Hence it is not difficult to guess what our
response to the Roman proposal is likely to be. Certainly, the Vatican authorities seem to appreciate
more and more our position and therefore are moving closer to understanding the depths of the present
problem. Therefore they propose to us to recognise, with regard to the points which we find difficult to
accept in the Council documents, that the only way to understand them is “in the light of Tradition” or
according to the teaching of the previous Magisterium. Accordingly, any interpretation of the Council
which is opposed to the perennial Magisterium is to be rejected. However this is to be based on the authority
of the New Catechism. Unfortunately this Catechism receives its authority from the same Council!
Thus an attempt is made to have an agreement on principles which will be put into practice by each party in
ways which are opposed to each other.
This difficulty stems from the fact of the same
words i.e. Tradition and Magisterium being used with different meanings. The Church has always understood
her Tradition (in regard to doctrine) as an objective reality i.e. the content of what is transmitted by her
and which is to be “believed by all, everywhere and always”. Consequently it can never change.
However Tradition has now been made subjective in order to refer to the act of transmission together with the
persons who perform such an act. Thus Tradition in this sense is described as “living” and
therefore subject to change like all living things e.g. times change, Popes change etc. According to such
a concept truth itself changes and therefore results in the self contrary notion of a changing Tradition!
This is opposed to what the Church has always taught and understood. The First Vatican Council defined
that the Holy Ghost was promised to the Popes not in order for them to make a new revelation but to give the
power to conserve and faithfully transmit that which cannot change.
All of the above provides some explanation as to
why, although the Doctrinal Talks which the Vatican has held with the Society over the last couple of years
underlined serious disagreements, the former still proposes an accord with us as a consequence of their seeming
disregard for objective reality.
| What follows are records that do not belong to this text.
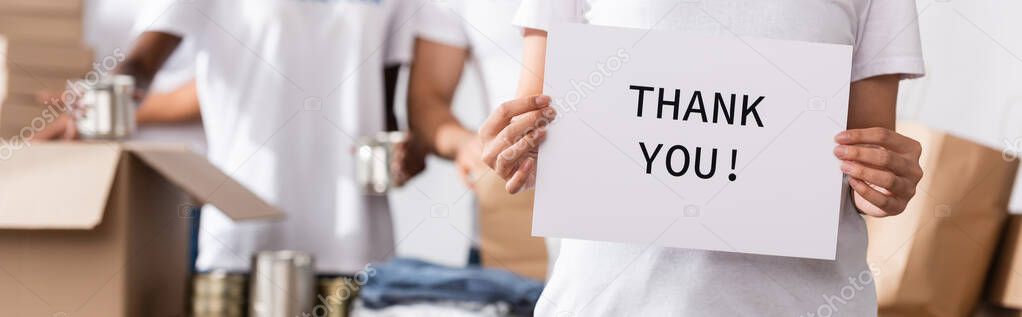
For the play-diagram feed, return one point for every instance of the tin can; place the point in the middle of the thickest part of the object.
(219, 295)
(374, 155)
(335, 297)
(105, 109)
(282, 284)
This is the real problem. It is not the Society which is the
problem. We have become a problem merely because we state that there is a
problem.
Unfortunately there is no sign that the
authorities in the Church wish to resolve the true problem. Perhaps they will be obliged to do so by the
fact that the Church is dying before their eyes and Christianity is disappearing from society. The
priests, monks and nuns are aged and are not replaced by young people. In a short space of time in many
places the Church as we have known it will simply disappear.
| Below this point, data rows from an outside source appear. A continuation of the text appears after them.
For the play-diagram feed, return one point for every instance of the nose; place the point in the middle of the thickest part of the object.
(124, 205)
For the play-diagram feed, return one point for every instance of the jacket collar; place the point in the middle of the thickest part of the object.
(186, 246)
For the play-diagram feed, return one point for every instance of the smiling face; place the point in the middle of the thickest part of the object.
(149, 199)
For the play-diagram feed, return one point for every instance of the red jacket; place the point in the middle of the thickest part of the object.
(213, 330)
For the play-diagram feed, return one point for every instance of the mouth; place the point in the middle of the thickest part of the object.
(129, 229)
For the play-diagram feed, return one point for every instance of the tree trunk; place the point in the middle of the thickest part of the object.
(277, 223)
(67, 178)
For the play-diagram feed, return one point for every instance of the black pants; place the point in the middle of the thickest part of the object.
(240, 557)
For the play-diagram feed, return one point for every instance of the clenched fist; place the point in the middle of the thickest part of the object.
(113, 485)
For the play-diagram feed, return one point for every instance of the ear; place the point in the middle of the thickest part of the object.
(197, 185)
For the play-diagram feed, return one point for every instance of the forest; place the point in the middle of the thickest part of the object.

Having read this paraphrase of Bishop Fellay’s
sermon, we must renew our spirit of prayer, particularly by participating in the Rosary Crusade which he
announced earlier this year and which will end at Pentecost 2012. I have asked the priests to take a
tally of all the Rosaries recited in Australia at the end of this year so that we may see how this is
progressing.
I wish you all a most happy and blessed Christmas
with every blessing in the New Year.